¿Por qué construimos estos calentadores?
La verdad es que creamos nuestros calentadores infrarrojos de montaje en pared por una sola razón: para proporcionar calor donde y cuándo sea necesario. Sin complicaciones, sin desperdicio de energía.
En los baños, especialmente, el espacio suele ser reducido y el aire siempre está húmedo. El objetivo es simple: ajustar la potencia adecuada según el tamaño de la habitación, de modo que se tenga calor sin gastar demasiado dinero. Logramos esto al adaptar la potencia al espacio disponible y al montar los calentadores de forma limpia y segura en la pared.
Potencia, voltaje y tamaño: detalles importantes
Todo se reduce a la densidad de potencia. Para un baño pequeño, un calentador de 1000 W suele ser suficiente; proporciona suficiente calor concentrado. Si el espacio es más grande, se puede utilizar un calentador de 1500 W o 2000 W, lo que permite mantener una temperatura constante sin que el calentador se encienda y apague constantemente.
Además, diseñamos estos dispositivos para funcionar con voltajes industriales estándar. Así, se pueden conectar directamente a las redes eléctricas de 220V–240V o 380V–400V. Esta flexibilidad es importante, especialmente en lugares de trabajo muy activos; no hay necesidad de añadir transformadores adicionales.
Longitud del tubo: más que una simple medida
La longitud del tubo determina cómo se distribuye el calor. Un tubo más corto concentra el calor en un área específica, ideal para calentar zonas cercanas a duchas o lavabos. Un tubo más largo permite cubrir una mayor superficie de la pared. Al elegir la longitud adecuada, también se controla el área afectada por el calor.
Detalles que importan
Utilizamos tubos de cuarzo llenos de halógeno, ya que pueden soportar altas temperaturas y funcionar bien incluso con ciclos de encendido/apagado frecuentes. El gas halógeno ayuda a mantener estable el filamento, lo que asegura que la potencia generada sea constante con el tiempo.
Muchos de estos dispositivos también cuentan con un recubrimiento reflectante detrás del tubo. Esto permite que más energía infrarroja llegue al lugar deseado, reduciendo así el desperdicio de calor en las paredes.
Elección del conector
Utilizamos terminales R7s y Sk15, ya que están diseñados para manejar corrientes industriales y realizar mantenimientos frecuentes. Esto significa que cambiar el tubo es rápido y sencillo: basta con volver a colocar el conector y listo.
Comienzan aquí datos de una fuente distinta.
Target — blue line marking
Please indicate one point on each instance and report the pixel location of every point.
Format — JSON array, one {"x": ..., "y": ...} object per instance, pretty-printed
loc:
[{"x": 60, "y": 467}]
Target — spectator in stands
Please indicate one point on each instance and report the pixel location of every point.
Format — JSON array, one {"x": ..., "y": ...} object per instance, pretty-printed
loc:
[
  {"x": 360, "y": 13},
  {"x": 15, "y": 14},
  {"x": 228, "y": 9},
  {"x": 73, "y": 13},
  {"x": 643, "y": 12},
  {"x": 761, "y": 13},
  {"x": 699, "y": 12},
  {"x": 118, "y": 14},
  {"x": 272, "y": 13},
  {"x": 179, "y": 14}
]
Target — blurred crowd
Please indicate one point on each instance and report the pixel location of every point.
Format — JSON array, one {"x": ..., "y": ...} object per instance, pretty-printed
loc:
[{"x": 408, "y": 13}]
El tiempo de inactividad se reduce al mínimo.
Cómo se siente usar un calentador infrarrojo en el baño
Los baños necesitan calor que llegue rápidamente y ayude a secar las superficies. Los calentadores infrarrojos logran esto al radiar energía directamente sobre las personas y los materiales, en lugar de intentar calentar todo el aire. Al ajustar la potencia a las necesidades del baño, se evita sobredimensionar el dispositivo y desperdiciar energía.
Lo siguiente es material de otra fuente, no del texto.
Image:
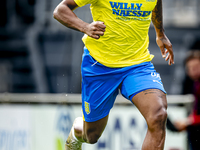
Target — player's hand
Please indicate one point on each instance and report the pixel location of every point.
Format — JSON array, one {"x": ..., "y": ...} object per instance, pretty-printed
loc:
[
  {"x": 95, "y": 29},
  {"x": 166, "y": 48}
]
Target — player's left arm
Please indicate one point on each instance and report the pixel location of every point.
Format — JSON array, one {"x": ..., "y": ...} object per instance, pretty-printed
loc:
[{"x": 161, "y": 39}]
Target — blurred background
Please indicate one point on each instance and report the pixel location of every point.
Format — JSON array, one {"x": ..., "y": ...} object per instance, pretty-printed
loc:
[{"x": 39, "y": 55}]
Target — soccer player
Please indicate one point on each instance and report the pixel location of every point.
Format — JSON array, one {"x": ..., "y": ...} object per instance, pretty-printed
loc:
[{"x": 116, "y": 58}]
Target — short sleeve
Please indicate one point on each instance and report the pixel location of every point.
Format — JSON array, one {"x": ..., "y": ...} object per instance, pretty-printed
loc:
[{"x": 81, "y": 3}]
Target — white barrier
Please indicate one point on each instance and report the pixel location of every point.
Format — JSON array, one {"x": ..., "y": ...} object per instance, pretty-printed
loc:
[{"x": 31, "y": 122}]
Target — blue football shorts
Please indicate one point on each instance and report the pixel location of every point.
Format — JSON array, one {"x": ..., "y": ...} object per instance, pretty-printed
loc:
[{"x": 101, "y": 85}]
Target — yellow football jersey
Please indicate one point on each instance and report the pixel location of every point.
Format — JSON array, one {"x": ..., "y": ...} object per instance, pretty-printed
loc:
[{"x": 125, "y": 41}]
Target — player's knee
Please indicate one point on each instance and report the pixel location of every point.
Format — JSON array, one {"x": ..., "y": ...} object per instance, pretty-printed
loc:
[
  {"x": 157, "y": 120},
  {"x": 92, "y": 137}
]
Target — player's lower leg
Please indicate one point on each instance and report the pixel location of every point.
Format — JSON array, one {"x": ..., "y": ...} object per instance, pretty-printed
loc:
[
  {"x": 155, "y": 137},
  {"x": 74, "y": 140}
]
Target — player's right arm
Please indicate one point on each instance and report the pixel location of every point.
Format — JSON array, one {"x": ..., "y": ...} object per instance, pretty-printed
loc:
[{"x": 65, "y": 15}]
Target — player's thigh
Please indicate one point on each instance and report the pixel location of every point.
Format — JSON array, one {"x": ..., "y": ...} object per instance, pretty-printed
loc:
[
  {"x": 151, "y": 103},
  {"x": 93, "y": 130}
]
Una mayor potencia significa una mayor densidad de calor, por lo que es necesario asegurarse de que haya suficiente espacio y que las paredes y los cables puedan soportar la carga. Si se seleccionan las especificaciones adecuadas, un calentador infrarrojo de montaje en pared permitirá obtener calor controlado en un espacio reducido, además de ayudar a reducir los costos operativos.